Sipping tea
The Flâneur always holds a tea cup the proper way: handle grasped firmly between the forefinger and thumb of his right hand, saucer balanced below it in his left hand, protecting against accidental drips and spills, thereby facilitating the delicate partnership between tasse and soucoupe. As I sip, the remaining three fingers of my right hand extend upward like a sea fan. My mercurial pinky rises a bit higher than the other two, pointing up toward the planet that influences it, communicating something like the messenger god for which this planet is named.

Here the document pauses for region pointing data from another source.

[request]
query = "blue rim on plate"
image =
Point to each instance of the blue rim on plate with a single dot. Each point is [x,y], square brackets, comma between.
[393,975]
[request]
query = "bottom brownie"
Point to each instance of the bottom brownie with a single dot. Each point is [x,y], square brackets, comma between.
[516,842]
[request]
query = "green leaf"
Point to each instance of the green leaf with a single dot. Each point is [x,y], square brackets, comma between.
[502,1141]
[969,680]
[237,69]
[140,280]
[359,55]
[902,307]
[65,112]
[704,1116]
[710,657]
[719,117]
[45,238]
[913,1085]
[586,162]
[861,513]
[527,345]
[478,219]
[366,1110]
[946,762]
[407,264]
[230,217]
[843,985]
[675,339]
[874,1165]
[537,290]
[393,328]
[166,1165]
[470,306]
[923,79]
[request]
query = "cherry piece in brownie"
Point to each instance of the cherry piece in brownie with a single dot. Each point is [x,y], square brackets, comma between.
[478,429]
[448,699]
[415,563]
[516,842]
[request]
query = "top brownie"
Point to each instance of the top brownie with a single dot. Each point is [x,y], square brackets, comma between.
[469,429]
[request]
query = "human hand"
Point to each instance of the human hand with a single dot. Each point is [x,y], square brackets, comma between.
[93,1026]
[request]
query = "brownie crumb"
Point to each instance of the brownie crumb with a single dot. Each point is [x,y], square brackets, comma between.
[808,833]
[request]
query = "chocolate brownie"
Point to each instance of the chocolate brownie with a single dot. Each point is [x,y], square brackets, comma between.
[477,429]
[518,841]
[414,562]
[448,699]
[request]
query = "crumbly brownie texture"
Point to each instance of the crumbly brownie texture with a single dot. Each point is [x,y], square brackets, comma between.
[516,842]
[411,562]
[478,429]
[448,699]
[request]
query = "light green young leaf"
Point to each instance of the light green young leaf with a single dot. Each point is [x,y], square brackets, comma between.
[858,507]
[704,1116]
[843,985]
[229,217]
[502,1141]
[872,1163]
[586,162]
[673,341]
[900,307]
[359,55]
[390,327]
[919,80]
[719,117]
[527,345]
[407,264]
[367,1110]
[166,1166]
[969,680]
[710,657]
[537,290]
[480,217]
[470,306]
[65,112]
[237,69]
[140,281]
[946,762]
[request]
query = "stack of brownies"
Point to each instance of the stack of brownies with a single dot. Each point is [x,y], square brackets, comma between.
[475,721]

You see, on this finger is a ring fitted with a great blue stone. As I sip, cafe passersby always glance at it glinting in the sunlight or in lamplight. They desire it as intensely as I once did. After all, this is how I first saw it: on someone else’s finger, late at night, sparkling in gaslight. Following its original owner away from the cafe that night, I cornered him in a nearby alley. I surprised him in the shadows, pinned his arms behind his back with my cane, and pushed him against the stone wall. I remember whispering into his ear (nibbling and licking it a bit as I did so), removing my jackknife, and taking both his ring and his finger. His porcine squeals were enormous until I rapped his head with the brass handle of my cane and sent him to the ground in silence.
I then strolled away, keeping both finger and ring ’til I disposed of the former in the river. The ring, though, is mine forever.